Furthermore, in August 2014, Decree 1480 was adopted, establishing 25 May as the National Day for the Dignity of Women Victims of Sexual Violence caused by the Internal Armed Conflict, as a measure of collective reparations. In 2014, 2,081 women victims of “crimes against sexual freedom and integrity” received compensation, out of a total of 7,353 victims registered between 1985 and 2014. In November 2014, the Peace and Justice Tribunal in Bogotá delivered a milestone judgement in the case of Salvatore Mancuso and others, which addressed 175 cases of sexual violence, including kidnapping of women for the purpose of prostitution and sexual slavery, sexual assault, forced sterilization and forced abortion. The judgement ordered Mancuso and other paramilitary leaders to provide reparations to over 9,500 people, including victims of conflict-related sexual violence, and to issue a public apology.
Challenges persist in implementing progressive legal frameworks at the local level owing to institutional capacity constraints and the underreporting of cases, which is both a cause and a consequence of impunity for this crime. Of continuing concern, for example, is sexual exploitation in areas under the influence of non State armed groups or groups that have emerged from the process of demobilization. According to official data from the Office of the Ombudsman, post demobilization groups and other local armed elements have been identified as the main source of threat, followed by guerrilla groups, namely the Fuerzas Armadas Revolucionarias de Colombia-Ejército del Pueblo (FARC-EP) and the Ejército de Liberación Nacional (ELN). Members of the Colombian armed forces were also identified as perpetrators in some instances, such cases being addressed by the Ministry of Defence pursuant to its zero-tolerance policy.

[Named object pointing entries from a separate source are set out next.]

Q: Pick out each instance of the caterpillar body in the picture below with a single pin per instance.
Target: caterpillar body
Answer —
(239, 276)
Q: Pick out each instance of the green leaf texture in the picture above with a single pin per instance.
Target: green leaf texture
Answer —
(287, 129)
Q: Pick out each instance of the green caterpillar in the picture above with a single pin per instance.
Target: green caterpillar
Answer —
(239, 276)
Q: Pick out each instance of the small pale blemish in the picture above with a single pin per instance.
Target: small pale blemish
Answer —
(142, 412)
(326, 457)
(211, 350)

Reports indicate that sexual violence has been used by non-State armed groups as a strategy to assert social control and to intimidate civilians, in particular women leaders and human rights defenders. It has also been employed as part of extortion strategies, with women who are unable to pay being subjected to sexual violence to set an example for others. Women living in close proximity to illegal mining settlements controlled by armed groups are at heightened risk of sexual exploitation, forced prostitution and trafficking. According to the Office of the Ombudsman, there have been cases of targeted sexual assault against women’s rights defenders who raise their voices in support of land restitution. Conflict-related sexual violence remains a driver of displacement in Colombia, disproportionately affecting ethnic minorities in remote rural areas. Sexual violence committed against lesbian, gay, bisexual, transgender and intersex individuals, as a form of “corrective violence” or to “cleanse the population”, has caused many to flee areas under the influence of armed groups.

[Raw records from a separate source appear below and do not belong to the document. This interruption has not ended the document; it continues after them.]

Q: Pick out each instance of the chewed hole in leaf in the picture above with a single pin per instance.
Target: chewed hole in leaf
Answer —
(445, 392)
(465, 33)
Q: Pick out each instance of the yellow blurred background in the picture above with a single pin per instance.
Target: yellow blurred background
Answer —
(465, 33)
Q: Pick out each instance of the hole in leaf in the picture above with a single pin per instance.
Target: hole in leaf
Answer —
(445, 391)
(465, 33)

Other noteworthy developments include the participation of survivors of sexual violence in the peace talks held in Havana, as part of a group of 60 victims that addressed the negotiations. Following the creation of a “gender subcommission” in September 2014, leaders of women’s rights and sexual diversity organizations also participated in the talks. As a result of both exercises, conflict-related sexual violence has been raised at the negotiations by both survivors and stakeholders; this is an innovation that not been seen in any prior peace process.
I commend the Government of Colombia for the progress made to date and its collaboration with the United Nations, including through the visit of my Special Representative on Sexual Violence in Conflict in March 2015. I encourage the authorities to implement Law 1719 and continue to prosecute cases of sexual violence committed during the conflict to ensure that survivors receive justice and receive reparations. Conflict-related sexual violence should continue to be addressed in the Havana peace talks, as well as in the resulting accords and transitional justice mechanisms. Particular attention should be paid to groups that face additional barriers to justice such as ethnic minorities, women in rural areas, children, lesbian, gay, bisexual, transgender and intersex individuals and women abused within the ranks of armed groups. I encourage the Government to scale up its protection measures and share its good practices with other conflict-affected countries.